The reason why binary saves saw a smaller impact is that the binary deserializer was already smart enough to incrementally parse the buffered data instead of needing to parse it to a tape first like the text deserializer. The reduction in memory usage is expected to be even more pronounced (90%+) for other games with smaller models.

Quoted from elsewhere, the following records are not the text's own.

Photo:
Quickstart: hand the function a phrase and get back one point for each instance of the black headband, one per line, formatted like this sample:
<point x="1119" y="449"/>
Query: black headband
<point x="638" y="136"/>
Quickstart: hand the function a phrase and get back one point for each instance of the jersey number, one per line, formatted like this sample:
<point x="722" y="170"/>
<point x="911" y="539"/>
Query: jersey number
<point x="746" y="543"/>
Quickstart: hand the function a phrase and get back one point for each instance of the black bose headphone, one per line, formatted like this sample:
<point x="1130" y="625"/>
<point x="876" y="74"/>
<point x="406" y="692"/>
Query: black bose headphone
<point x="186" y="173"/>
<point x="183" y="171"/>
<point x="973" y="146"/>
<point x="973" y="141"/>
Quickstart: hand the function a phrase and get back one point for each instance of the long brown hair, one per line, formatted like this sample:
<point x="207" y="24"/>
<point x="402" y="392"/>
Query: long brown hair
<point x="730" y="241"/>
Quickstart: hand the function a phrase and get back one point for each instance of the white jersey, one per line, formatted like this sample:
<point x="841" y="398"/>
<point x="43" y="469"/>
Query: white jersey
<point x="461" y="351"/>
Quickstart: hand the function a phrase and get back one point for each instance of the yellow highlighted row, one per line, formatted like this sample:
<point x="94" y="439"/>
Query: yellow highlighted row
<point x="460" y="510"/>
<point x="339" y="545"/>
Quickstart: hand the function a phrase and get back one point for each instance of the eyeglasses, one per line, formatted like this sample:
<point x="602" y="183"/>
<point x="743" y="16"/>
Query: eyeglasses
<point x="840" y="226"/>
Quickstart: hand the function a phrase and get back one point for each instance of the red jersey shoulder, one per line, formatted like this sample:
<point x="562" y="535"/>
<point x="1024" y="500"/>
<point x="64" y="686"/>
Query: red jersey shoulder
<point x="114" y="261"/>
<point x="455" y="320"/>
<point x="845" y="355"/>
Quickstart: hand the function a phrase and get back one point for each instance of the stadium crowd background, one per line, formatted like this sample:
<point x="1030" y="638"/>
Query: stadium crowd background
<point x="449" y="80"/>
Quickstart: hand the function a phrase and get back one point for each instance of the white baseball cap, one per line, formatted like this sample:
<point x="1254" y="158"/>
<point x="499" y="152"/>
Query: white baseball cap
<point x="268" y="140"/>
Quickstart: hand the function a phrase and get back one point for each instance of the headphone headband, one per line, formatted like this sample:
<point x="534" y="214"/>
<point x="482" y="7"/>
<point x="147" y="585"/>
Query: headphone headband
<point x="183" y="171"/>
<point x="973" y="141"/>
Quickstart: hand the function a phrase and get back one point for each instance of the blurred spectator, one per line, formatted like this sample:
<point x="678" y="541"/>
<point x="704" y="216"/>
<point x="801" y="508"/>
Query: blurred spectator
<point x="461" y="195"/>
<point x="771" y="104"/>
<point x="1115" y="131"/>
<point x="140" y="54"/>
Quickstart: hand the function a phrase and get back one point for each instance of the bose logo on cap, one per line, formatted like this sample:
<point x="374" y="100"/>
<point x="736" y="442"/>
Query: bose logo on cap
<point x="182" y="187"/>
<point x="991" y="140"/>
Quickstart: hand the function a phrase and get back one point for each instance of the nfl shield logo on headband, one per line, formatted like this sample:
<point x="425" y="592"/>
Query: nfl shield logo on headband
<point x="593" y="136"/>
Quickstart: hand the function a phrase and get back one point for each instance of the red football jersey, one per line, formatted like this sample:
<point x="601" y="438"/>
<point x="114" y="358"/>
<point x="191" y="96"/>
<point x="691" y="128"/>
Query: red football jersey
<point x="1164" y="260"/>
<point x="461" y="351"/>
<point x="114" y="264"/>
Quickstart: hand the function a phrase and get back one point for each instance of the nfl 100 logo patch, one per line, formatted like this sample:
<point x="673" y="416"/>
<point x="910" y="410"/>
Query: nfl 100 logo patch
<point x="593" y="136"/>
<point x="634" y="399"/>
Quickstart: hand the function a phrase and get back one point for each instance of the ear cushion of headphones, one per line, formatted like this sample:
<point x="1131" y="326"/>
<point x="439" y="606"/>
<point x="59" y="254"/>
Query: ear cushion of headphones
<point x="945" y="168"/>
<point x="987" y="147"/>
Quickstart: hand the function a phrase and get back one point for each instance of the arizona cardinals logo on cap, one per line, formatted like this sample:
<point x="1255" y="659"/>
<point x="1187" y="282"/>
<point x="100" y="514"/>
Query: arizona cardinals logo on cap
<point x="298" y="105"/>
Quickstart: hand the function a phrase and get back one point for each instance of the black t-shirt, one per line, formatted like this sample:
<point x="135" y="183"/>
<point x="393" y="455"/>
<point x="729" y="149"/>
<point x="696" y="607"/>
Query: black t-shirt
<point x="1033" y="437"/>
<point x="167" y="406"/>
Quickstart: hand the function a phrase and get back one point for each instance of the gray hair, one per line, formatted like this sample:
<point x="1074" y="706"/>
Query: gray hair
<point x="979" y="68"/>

It is a shame that using the binary incremental deserialization API came with a small performance cost for EU4 saves. I believe part of this is due how DEFLATE works. [I previously wrote an article](https://nickb.dev/blog/deflate-yourself-for-faster-rust-zips/) on how inflating from a byte slice was 20% faster than from a stream. The inflate stream implementation has a lot more `memcpy` due to it needing ["access to 32KiB of the previously decompressed data"](https://docs.rs/miniz_oxide/0.7.1/miniz_oxide/inflate/core/fn.decompress.html) that it needs to juggle. In the end, a 50% reduction in peak memory seemed worth it. 

In the docs, incremental text APIs are marked as experimental as they use a different parsing algorithm that is geared more towards save files. I have not yet fleshed out ergonomic equivalents for more esoteric game syntax (like parameter definitions). Game files can still be parsed with the experimental APIs, but these APIs may change in the future based on feedback.

As part of this PR, the incrementally deserializing binary implementation has been promoted to handle all buffered data, and no longer will a `from_slice` function parse the data to a tape in an intermediate step.

The new incremental APIs are not totally symmetrical. The binary format has a `Lexer` that is a zero cost scanner over a slice of data. There is no such equivalent for the text data as it I don't think it is conducive to being used to construct the higher level reading abstractions with good performance. It is no problem for the binary implementations to start reading a string again if it crosses a read boundary, as string operations are independent of their length. Contrast that with text, where if one starts over, each byte of the string would be looked at again (and same goes for any whitespace). This can be worked around by owning data or communicating state, but this complication doesn't seem worth it over bundling everything inside a `TokenReader` that keeps state local and returns borrowed data.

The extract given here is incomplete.